Her mother became worried that the family would face trouble with the authorities. Her dad took another view. “You have to face it at some point. Just go forward,” he told her.
Silva gathered her friends and they formed a Dreamers group, Dream Big Vegas. Every chance she found to put a note into Reid’s hand on his visits home, she did.
She realizes how odd she must have seemed to the senator she started calling “abuelito,” grandpa.
“What am I doing?” she remembered thinking. “Sometimes I’m, like, I should probably stop, just because I’m sure he doesn’t need all that junk. But then I can’t help myself. Then I’ll tell him stories of other people.”
Reid was not always as sympathetic to the immigrants living illegally in Nevada, a population that has swelled with the state’s phenomenal growth since Silva’s family arrived in 1993.
But some years before he met Silva, he was moved by another student who he could tell wanted to talk to him when he visited a high school in the rural northern part of the state.
“She said, ‘I’m the smartest kid in my class. I can’t go to school. My parents are illegal. I’m illegal. So what am I supposed to do, senator?’”
He had no idea. “And you know what the answer was? Nothing. We could do nothing,” he said. “I wonder what she’s doing now — working in the onion, garlic farms there? A domestic someplace? A nanny? We as a country did not benefit from this beautiful young woman.”
Reid did not lose track of Silva. She became “my pal,” he said.
With Silva’s baby-sitting pay, the family moved to a larger home that summer of the first letters, in a faded circa-1970s housing tract west of the Strip, where a towering replica of the Statue of Liberty stands in a mini-mall across the street. Silva has her own bedroom now, crowded with books, stuffed animals. A montage fills a white board with political quotes and her sketches of Reid.
One morning in 2011, Silva’s mother watched from a window as immigration officials detained her husband on a deportation order.
The family called everyone they knew for help, including Reid’s office. After several weeks, her father’s deportation was deferred until 2014. Silva thanked the senator in a letter decorated with a sketch of mountains and cactus over which she wrote the title of the state song, “Home Means Nevada.”
“My dad is everything to me. He is the rock of my family,” she wrote, describing how she hoped he would see her graduate from college and escort her down the aisle at her wedding. “All of these ‘normal’ situations are impeded by our immigration status here, at my home, the only country I have ever known.”
Last summer, President Obama was about to announce that, by executive order, Dreamers under 31 years old could obtain work permits and avoid deportation for two years, a temporary reprieve in the absence of legislation.
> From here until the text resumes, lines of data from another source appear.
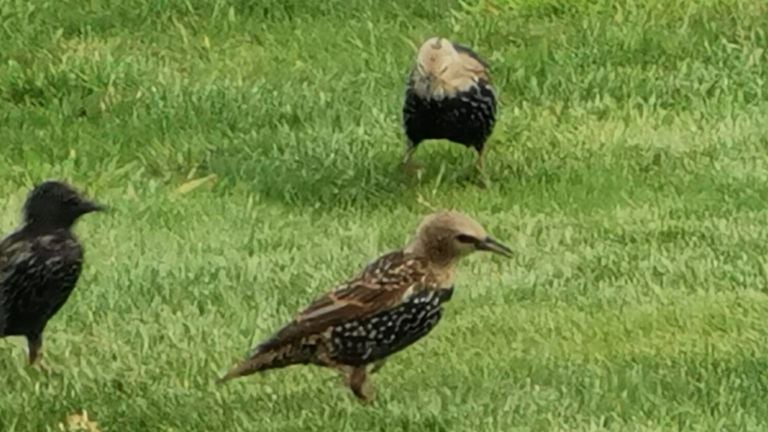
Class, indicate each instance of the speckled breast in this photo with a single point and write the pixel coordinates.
(363, 341)
(466, 118)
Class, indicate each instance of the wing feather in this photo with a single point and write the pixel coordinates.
(382, 285)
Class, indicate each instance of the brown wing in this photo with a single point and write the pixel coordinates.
(383, 284)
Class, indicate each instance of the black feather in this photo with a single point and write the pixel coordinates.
(41, 262)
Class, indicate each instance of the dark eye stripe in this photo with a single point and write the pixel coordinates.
(463, 238)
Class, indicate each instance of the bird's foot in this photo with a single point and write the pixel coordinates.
(357, 381)
(412, 168)
(377, 366)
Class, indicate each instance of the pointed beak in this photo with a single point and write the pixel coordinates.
(491, 245)
(90, 207)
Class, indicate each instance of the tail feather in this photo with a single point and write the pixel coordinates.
(269, 358)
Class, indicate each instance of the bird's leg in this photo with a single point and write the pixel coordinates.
(479, 162)
(357, 381)
(34, 348)
(35, 351)
(377, 366)
(409, 166)
(479, 168)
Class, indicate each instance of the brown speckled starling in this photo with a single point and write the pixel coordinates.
(40, 262)
(449, 96)
(395, 301)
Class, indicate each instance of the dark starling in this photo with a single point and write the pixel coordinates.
(40, 262)
(395, 301)
(449, 96)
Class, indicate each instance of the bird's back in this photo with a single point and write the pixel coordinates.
(37, 274)
(464, 115)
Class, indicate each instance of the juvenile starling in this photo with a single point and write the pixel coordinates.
(395, 301)
(449, 96)
(40, 262)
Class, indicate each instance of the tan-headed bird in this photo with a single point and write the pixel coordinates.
(395, 301)
(448, 96)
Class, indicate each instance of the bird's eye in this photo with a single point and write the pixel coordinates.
(463, 238)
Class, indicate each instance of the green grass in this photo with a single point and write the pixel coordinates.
(629, 172)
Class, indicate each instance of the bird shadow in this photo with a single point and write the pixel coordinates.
(343, 180)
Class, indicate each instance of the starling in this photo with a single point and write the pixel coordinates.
(395, 301)
(40, 262)
(449, 96)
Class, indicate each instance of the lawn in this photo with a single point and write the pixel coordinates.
(250, 149)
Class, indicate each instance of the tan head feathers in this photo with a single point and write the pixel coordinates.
(443, 69)
(445, 236)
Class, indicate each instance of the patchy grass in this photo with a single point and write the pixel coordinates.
(629, 172)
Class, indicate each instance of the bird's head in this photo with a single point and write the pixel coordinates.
(442, 70)
(445, 236)
(54, 204)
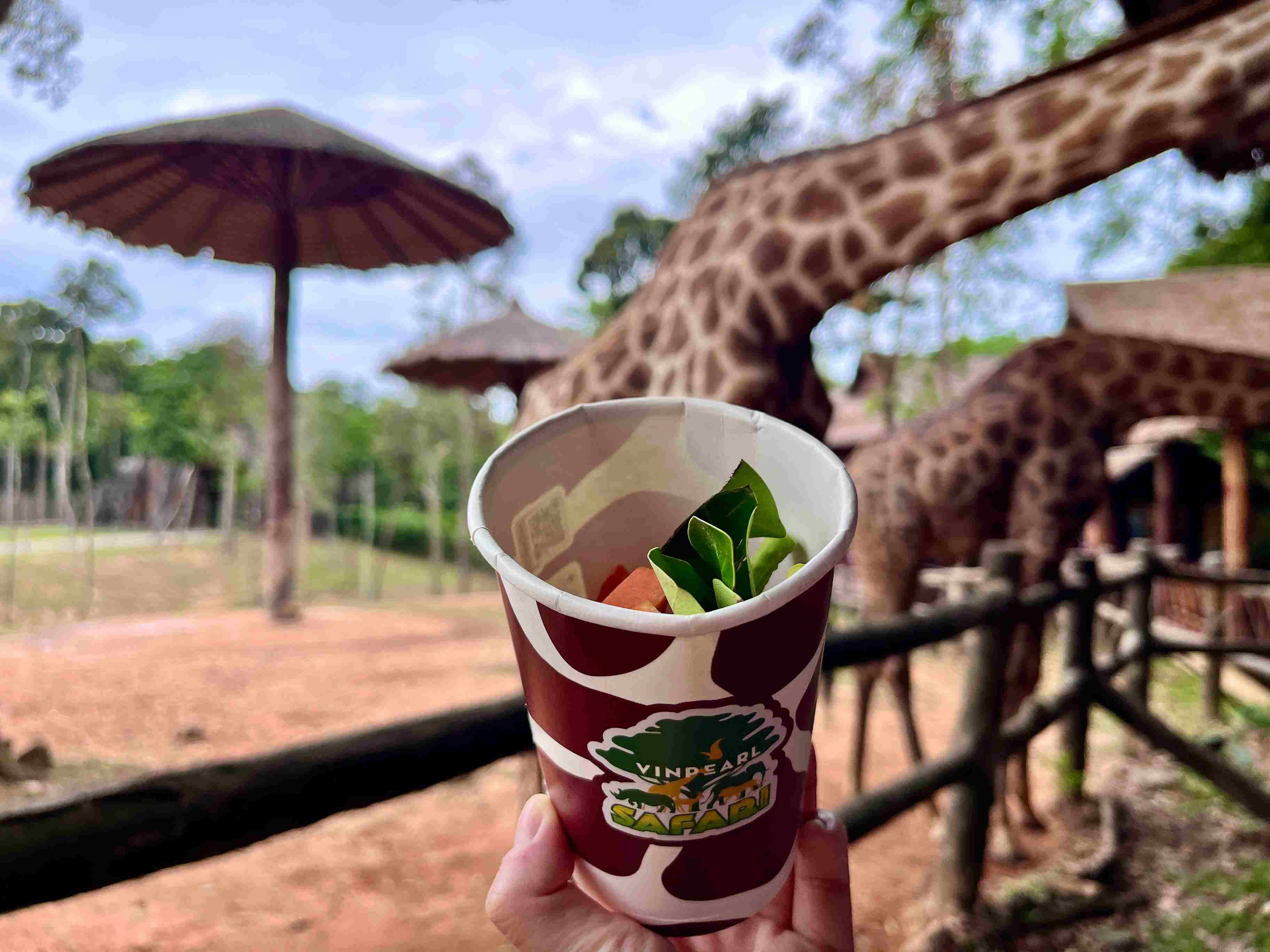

Silva’s cellphone rang.
“How old are you?”
“Sen. Reid! I’m 24.”
“That’s my girl. You’re in.”
With her paperwork in order earlier this year, she told her pen pal how she felt.
“I sit today holding my work permit and studying for my drivers permit,” she wrote. “I turned 25 on March 11 and I can tell you that I feel like my life has finally begun. I have so many ideas and dreams to accomplish.... I feel like I am one step closer to being part of this, my country.”
A letter arrived at her house about the same time, on Senate stationery.
“You are no longer a Dreamer (for you) but only now for others,” Reid wrote. “I am proud of you!”
Silva now works at a nonprofit organization that focuses on social justice issues.
In June, Silva sat in the gallery watching the Senate debate the immigration reform bill, as Reid stood at his desk and made the last speech before the vote.
He told Silva’s story: the girl who came on a raft with a Ken doll, trying to live her aspirations in the country she knew as home; the young woman who slipped him note after note.
“I appreciate every one of those letters she sent me,” Reid said, “because each was a reminder of what is at stake in this debate.”
Silva cried. After the bill was approved, she stood up, stepped out of the chamber — and called home.